The growing Chinese fascination with the hams has also been helped by an increase in Chinese visitors to Spain, where they have the opportunity to taste firsthand the country’s wide array of pork-related gastronomy.
“We open at 1 p.m., and the first clients who then cross the door are now almost certainly Chinese,” said José María Ruiz Benito, the owner of the eponymous José María restaurant in Segovia, famous for its roasted suckling pig.

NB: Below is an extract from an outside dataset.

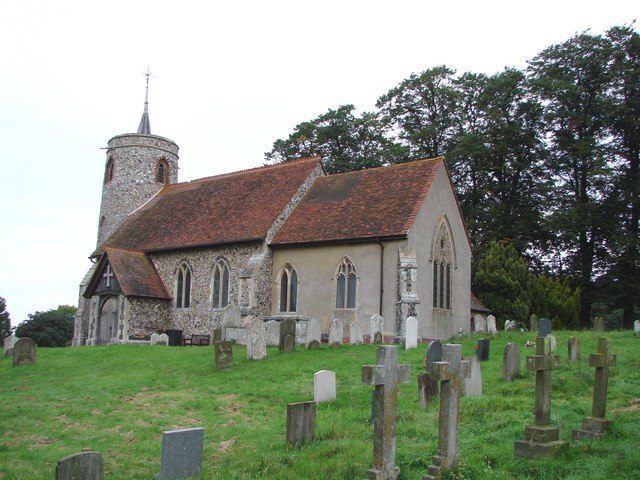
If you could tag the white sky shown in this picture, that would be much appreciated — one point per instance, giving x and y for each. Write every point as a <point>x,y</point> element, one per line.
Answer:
<point>229,78</point>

As a result, some producers are also wary about sharing their skills with China, noting that a few years ago Spain already had to pressure the Chinese authorities to stop some producers from breaching copyright rules by labeling their ham as “Jabugo.”
“My worry is that the Chinese are willing to import today so that they can work out how to produce their own great ham tomorrow,” said Ricardo Sánchez, managing director of Arturo Sánchez, a Spanish producer.
For now, however, the idea that his pigs will end up on Chinese plates seems very remote to Mr. Domínguez Lorenzo, the farmer.
“I make everything right for these pigs, and if that work is recognized on the other side of the world, that’s just fine,” he said.
He then turned toward his pigs and produced a loud “tuueeeeh!” to draw their attention, before leading them, almost like a shepherd, toward another clump of trees in search of freshly fallen acorns.